The scientists also observed an increase in the relative presence of Lactobacillus bacteria when going from hay to grass, Garber said. Because Lactobacillus bacteria produce lactic acid, an increased amount might cause a significant drop in hindgut pH in those first few days on pasture.

“Reductions of pH in the gut may lead to acidosis, diarrhea, and colic,” Garber said. “It’s also not beneficial for the fiber-degrading bacteria, which may die and release toxins and in turn potentially lead to laminitis.”

The team also found significant changes in other major kinds of bacteria following abrupt dietary changes. “This would mean that effect that abrupt dietary changes have on the gut microbiota of the horse is broad and not limited to a single bacterial species,” she said.

The exact effects of these changes aren’t clear, but evidence suggests they could be associated with metabolic upset in some horses, leading to colic and/or laminitis.

“Horses often experience sudden changes from hay to grass when we turn them out in spring when the grass starts to grow better and from hay to grass when we bring them back in to their stables in autumn when grass on pastures becomes scarce,” said Garber. “So these changes are common to many horses and are likely to cause digestive upsets and increase the risk for health problems like acidosis, colic, and laminitis.”

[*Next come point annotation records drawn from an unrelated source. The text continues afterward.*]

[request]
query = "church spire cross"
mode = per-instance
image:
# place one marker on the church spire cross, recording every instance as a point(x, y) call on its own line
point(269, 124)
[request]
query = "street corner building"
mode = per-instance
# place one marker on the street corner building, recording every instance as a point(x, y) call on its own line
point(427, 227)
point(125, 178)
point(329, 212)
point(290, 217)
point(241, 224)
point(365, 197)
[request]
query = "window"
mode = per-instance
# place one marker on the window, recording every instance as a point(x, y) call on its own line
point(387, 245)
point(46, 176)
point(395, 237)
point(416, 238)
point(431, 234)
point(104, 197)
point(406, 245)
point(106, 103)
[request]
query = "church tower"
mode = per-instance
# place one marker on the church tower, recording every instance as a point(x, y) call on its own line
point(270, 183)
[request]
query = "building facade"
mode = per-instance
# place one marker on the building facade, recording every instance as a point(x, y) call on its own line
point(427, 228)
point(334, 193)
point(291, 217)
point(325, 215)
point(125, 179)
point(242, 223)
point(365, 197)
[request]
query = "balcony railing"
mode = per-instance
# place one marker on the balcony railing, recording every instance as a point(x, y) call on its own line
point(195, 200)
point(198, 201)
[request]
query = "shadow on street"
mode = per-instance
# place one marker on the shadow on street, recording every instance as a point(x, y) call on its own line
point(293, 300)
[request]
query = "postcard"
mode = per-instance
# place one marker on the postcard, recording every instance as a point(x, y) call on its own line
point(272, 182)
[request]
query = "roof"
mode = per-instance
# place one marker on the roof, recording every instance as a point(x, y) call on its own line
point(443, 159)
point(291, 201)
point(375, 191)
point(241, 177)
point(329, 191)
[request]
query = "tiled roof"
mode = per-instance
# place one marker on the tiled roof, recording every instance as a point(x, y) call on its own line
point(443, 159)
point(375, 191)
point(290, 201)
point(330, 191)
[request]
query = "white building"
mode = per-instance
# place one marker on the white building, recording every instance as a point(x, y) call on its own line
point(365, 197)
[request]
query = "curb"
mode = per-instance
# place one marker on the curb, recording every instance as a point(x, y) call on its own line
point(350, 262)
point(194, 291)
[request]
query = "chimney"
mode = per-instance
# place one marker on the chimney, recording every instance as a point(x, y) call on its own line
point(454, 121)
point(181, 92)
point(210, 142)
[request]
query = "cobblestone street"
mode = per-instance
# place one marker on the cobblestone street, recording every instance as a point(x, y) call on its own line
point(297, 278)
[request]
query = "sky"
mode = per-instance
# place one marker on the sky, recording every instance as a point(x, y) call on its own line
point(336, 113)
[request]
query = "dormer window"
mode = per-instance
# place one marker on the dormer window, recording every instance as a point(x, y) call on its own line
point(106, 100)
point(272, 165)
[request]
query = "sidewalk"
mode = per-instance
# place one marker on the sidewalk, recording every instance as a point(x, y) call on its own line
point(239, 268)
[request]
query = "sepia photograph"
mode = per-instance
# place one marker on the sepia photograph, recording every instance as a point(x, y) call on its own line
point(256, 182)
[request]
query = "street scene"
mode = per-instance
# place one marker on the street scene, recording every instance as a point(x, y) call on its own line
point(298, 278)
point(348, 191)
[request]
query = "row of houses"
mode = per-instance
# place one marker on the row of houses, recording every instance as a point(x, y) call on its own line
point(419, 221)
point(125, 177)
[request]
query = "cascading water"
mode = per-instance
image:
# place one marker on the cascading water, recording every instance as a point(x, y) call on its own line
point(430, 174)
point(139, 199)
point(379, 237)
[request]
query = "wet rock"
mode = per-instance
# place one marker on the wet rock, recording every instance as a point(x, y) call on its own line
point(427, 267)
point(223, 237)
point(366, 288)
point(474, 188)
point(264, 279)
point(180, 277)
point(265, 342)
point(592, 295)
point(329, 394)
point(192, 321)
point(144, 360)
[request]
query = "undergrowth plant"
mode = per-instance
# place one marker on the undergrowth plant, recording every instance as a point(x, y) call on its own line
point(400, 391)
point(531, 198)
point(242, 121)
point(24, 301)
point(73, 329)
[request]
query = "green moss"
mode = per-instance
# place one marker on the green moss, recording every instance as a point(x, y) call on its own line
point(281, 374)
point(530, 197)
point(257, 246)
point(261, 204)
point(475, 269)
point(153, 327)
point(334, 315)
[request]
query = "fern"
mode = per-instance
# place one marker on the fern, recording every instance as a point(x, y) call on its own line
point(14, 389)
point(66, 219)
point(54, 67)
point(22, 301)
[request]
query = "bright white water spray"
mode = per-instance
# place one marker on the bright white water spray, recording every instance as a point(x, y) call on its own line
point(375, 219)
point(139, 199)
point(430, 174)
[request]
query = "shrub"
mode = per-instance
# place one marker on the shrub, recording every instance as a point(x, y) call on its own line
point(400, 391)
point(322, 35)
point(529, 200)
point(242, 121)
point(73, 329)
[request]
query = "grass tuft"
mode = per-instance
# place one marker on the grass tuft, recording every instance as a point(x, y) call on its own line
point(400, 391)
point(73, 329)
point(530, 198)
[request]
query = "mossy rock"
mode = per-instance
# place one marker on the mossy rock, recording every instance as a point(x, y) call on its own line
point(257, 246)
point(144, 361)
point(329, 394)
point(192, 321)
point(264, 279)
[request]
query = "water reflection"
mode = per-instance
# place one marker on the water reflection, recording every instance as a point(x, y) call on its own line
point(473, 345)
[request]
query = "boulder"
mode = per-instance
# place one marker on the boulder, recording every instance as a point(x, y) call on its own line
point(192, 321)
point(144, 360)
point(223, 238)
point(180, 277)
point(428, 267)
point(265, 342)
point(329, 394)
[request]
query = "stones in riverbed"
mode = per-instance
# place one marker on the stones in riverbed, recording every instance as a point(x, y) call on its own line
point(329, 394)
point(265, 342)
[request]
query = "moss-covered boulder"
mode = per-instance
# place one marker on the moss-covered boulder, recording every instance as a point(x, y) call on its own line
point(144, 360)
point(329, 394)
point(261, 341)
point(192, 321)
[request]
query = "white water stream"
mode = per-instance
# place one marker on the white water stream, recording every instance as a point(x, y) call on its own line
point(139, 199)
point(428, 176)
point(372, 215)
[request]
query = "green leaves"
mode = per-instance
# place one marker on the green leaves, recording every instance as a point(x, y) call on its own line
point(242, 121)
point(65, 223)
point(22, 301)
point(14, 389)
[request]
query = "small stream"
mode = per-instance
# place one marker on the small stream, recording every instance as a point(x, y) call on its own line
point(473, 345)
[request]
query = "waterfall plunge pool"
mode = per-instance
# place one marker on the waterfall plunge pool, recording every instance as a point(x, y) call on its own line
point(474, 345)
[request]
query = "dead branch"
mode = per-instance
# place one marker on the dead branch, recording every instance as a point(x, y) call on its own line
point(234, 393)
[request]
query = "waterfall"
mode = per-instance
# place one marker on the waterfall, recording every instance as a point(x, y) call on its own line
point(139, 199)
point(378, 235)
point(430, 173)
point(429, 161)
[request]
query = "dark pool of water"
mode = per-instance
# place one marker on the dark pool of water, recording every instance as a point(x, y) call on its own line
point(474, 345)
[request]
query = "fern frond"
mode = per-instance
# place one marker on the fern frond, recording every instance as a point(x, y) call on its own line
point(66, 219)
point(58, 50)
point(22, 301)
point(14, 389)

Diet Changes Affect All Horses

The research team recognized distinct individual differences from pony to pony, said Garber. Although none of the study ponies experienced clinical signs of health problems, they all had varying degrees of microbiome changes.

While this might explain why some horses have obvious reactions—such as colic—to abrupt dietary changes, it also suggests these changes affect most horses whether we realize it or not.

“Even when horses do not show clinical signs of microbial upset, the changes may still happen subclinically without us noticing it,” Garber said. “Long-term, these changes may also lead to negative health effects.”

Future research will focus on evaluating nutritional tools, such as probiotics, to “eliminate digestive upsets caused by abrupt dietary changes,” said Garber.